Department of General Pediatrics, Nihon University Nerima-Hikarigaoka Hospital, Nihon University of School Medicine, 2-11-1, Hikarigaoka, Nerima-ku, Tokyo, Japan 179-0072.
Mod Rheumatol. 2013 Mar;23(2):397-400. doi: 10.1007/s10165-012-0670-5. Epub 2012 Jun 6.
We report on a 24-year-old woman with juvenile idiopathic arthritis (JIA) who developed subacute thyroiditis (SAT) while being treated with etanercept. She had suffered from JIA for 12 years, and her arthritis proved refractory to treatment with ibuprofen, prednisolone, and methotrexate. For the past 5 years, the patient had been treated successfully with etanercept at 25 mg/week. The patient more recently complained of high fever and lassitude, and presented with anterior neck swelling and tenderness. Palpation of the thyroid gland revealed it to be warm, erythematous, tender, and diffusely swollen. Laboratory tests revealed an increased erythrocyte sedimentation rate and C-reactive protein level. Thyroid function tests revealed decreased levels of thyrotropin-stimulating hormone, increased levels of free triiodothyronine, free thyroxine, and thyroglobulin, and an absence of thyroid autoantibodies. Sonography showed a diffusely reduced predominantly hypoechoic thyroid gland. Unenhanced computed tomography of the neck showed a homogeneously and mildly reduced thyroid gland. Serum titers of several viruses were not significant and so were considered unlikely to be the pathogens. On the basis of these presented findings, we diagnosed SAT, and etanercept therapy was withdrawn. The patient was treated with antibiotics and an increased prednisolone dose was initiated. She became symptom free and showed improved laboratory test results within 2 weeks, and was euthyroid by 3 months. Three months later, the patient developed hypothyroidism, although 6 months further on, the patient was asymptomatic on prednisolone, methotrexate, and levothyroxine therapy. In conclusion, whether SAT is a specific adverse event in this case in response to etanercept remains unclear. Nevertheless, the possibility of SAT should be considered in such patients on etanercept treatment.
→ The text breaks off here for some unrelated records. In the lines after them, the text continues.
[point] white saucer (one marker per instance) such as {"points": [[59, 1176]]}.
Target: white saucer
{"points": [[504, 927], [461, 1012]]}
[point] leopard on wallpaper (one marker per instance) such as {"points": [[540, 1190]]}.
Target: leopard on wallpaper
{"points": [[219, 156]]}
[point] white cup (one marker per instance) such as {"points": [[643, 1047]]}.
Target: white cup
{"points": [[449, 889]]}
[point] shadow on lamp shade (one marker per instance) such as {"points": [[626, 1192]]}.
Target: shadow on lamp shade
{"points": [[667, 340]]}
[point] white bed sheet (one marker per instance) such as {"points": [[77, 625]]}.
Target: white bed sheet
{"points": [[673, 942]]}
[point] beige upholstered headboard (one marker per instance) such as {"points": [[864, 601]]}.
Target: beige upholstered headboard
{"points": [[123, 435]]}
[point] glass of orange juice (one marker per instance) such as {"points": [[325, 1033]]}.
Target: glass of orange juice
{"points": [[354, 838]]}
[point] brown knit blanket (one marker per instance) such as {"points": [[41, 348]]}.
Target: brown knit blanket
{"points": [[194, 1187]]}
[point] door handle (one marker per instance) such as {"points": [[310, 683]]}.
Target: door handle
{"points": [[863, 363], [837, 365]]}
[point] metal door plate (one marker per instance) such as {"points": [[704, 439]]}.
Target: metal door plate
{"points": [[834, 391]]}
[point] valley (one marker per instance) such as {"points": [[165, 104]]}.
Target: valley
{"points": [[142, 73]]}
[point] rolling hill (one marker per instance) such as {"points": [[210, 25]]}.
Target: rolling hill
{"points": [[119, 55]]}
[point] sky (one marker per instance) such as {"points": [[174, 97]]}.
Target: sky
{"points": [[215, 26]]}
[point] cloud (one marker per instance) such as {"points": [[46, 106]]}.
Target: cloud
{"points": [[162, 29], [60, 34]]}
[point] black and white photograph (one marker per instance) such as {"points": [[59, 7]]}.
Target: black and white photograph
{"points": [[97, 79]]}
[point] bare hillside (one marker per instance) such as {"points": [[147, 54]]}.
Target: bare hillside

我们报告了一例 24 岁女性,患有幼年特发性关节炎(JIA),在接受依那西普治疗时发生亚急性甲状腺炎(SAT)。她患有 JIA 12 年,其关节炎对布洛芬、泼尼松龙和甲氨蝶呤治疗无效。在过去的 5 年中,患者一直使用依那西普 25mg/周成功治疗。最近,患者主诉高热和乏力,并出现前颈部肿胀和触痛。触诊甲状腺时发现其发热、红斑、触痛,弥漫性肿胀。实验室检查显示红细胞沉降率和 C 反应蛋白水平升高。甲状腺功能检查显示促甲状腺激素刺激激素水平降低,游离三碘甲状腺原氨酸、游离甲状腺素和甲状腺球蛋白水平升高,且甲状腺自身抗体阴性。超声显示弥漫性低回声为主的甲状腺减少。颈部未增强 CT 显示甲状腺均匀且轻度减少。几种病毒的血清滴度不显著,因此不太可能是病原体。基于这些临床表现,我们诊断为 SAT,并停用依那西普治疗。患者接受了抗生素治疗,并开始增加泼尼松龙剂量。她在 2 周内症状消失,实验室检查结果改善,3 个月时甲状腺功能正常。3 个月后,患者出现甲状腺功能减退,但 6 个月后,患者在泼尼松龙、甲氨蝶呤和左甲状腺素治疗下无症状。总之,SAT 是否是该患者对依那西普治疗的特异性不良反应尚不清楚。然而,在接受依那西普治疗的此类患者中,应考虑 SAT 的可能性。